2.9. Statistical Analysis

Statistical analysis was performed using Graph Prism 5 software (GraphPad Software Inc., San Diego, CA, USA). Values were expressed as means ± standard error of the mean (SEM), and statistical significance was accepted for p values < 0.05. Data were analyzed using one-way analysis of variance (ANOVA) with Tukey’s post hoc test and two-way ANOVA with Bonferroni post hoc test.

3. Results

3.1. Extract of Chrysanthemum morifolium and Its Bioactive Substance Enhances Sleep Duration in Pentobarbital-Induced Sleep in Mice

Pentobarbital induced sleep in a dose-dependent manner. When only pentobarbital was given, sleep duration was about 17 min at 28 mg/kg pentobarbital dose and about 52 min at 42 mg/kg pentobarbital dose. In sleep experiments using the subhypnotic concentration of 28 mg/kg pentobarbital, mice pretreated with Chrysanthemum morifolium extract (Chry ext) showed no significant change in onset time in all groups but had prolonged sleep duration by up to 41 min when compared to the pentobarbital-only group (Figure 2a). Similar results were observed in mice that received the hypnotic concentration of 42 mg/kg pentobarbital and pretreated with Chry ext. Pretreatment with Chry ext increased sleep duration dose-dependently in mice given 42 mg/kg pentobarbital (Figure 2b). With both pentobarbital doses, Chry ext administration increased sleep duration without significant change in sleep onset time.
Linarin is one of the bioactive substances of Chry. In sleep experiments using 28 mg/kg and 42 mg/kg pentobarbital, linarin also increased sleep duration in mice (Figure 2c,d), consistent with the previous sleep experiments using Chry ext pretreatment (Figure 2a,b). Sleep onset was also shortened by linarin in both doses of pentobarbital without statistical significance.

3.2. Extract of Chrysanthemum morifolium Improves Sleep Quality in Rats

EEG/EMG recordings obtained from electrode-implanted rats were used for sleep analysis. A representative overall flow of EEG/EMG recordings for 6 h (10:00–16:00) is shown in Figure 3a,b through AccuSleep’s interface using MATLAB. Chry ext (100, and 200 mg/kg) administration groups had decreased awake time and increased sleep duration in the recorded 6 h when compared to the control group (Figure 3c,d). The sleep time was subdivided into rapid eye movement sleep (REMS) and non-REMS (NREMS) through EEG analysis. There was no significant effect on the temporal distribution of REMS (Figure 3e), but the time of NREMS was highly increased (Figure 3f). High-dose treatment of Chry ext (200 mg/kg) also significantly decreased sleep–wake cycles (Figure 3g).

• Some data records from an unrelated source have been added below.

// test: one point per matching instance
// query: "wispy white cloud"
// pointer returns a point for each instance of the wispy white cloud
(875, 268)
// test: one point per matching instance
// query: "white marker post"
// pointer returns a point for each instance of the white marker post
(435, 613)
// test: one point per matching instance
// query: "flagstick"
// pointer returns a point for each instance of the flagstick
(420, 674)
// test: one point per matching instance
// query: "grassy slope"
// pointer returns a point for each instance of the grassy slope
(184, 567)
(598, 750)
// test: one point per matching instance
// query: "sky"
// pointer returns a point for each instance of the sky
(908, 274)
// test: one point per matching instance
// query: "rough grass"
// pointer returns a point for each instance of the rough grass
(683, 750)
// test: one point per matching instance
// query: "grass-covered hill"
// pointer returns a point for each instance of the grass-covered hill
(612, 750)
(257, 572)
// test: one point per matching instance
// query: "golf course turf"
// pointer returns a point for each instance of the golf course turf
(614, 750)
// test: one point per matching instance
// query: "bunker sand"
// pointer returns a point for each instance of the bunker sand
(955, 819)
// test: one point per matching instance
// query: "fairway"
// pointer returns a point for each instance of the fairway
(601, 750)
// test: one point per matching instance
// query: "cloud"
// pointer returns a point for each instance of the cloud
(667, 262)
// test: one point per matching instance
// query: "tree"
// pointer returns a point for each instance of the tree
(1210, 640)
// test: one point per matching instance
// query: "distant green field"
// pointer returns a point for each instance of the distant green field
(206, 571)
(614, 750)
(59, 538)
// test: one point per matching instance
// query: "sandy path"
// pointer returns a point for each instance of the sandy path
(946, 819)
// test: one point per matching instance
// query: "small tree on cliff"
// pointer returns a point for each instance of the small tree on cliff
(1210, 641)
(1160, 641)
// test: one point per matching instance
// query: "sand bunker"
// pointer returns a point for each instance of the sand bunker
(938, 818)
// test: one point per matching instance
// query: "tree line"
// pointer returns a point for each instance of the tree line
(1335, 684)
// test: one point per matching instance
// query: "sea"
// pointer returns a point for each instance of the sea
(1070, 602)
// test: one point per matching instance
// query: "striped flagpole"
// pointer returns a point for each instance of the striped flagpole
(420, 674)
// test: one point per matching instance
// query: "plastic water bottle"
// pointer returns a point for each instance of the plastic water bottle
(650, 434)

3.3. Extract of Chrysanthemum morifolium Improves Sleep Quality in Power Spectrogram Analysis

Figure 4a,b show representative time-dependent power spectrum heatmaps for each group in wake, REMS, and NREMS states. Figure 4c–e show the calculated average of the power densities corresponding to the delta (δ; 0.5–4 Hz), theta (θ; 4–8 Hz), and alpha (α; 8–13 Hz) wavelength bands as a percentage of these three wavelengths. The percentage of delta power density was significantly enhanced by treatment with Chry ext (100 and 200 mg/kg) during NREM and REM sleep. The theta frequency band showed a negligible difference between NREMS and wake, whereas in REMS, it showed a slight weakening trend when treated with a high concentration of Chry ext. There was no change in all three wavelengths during wake time.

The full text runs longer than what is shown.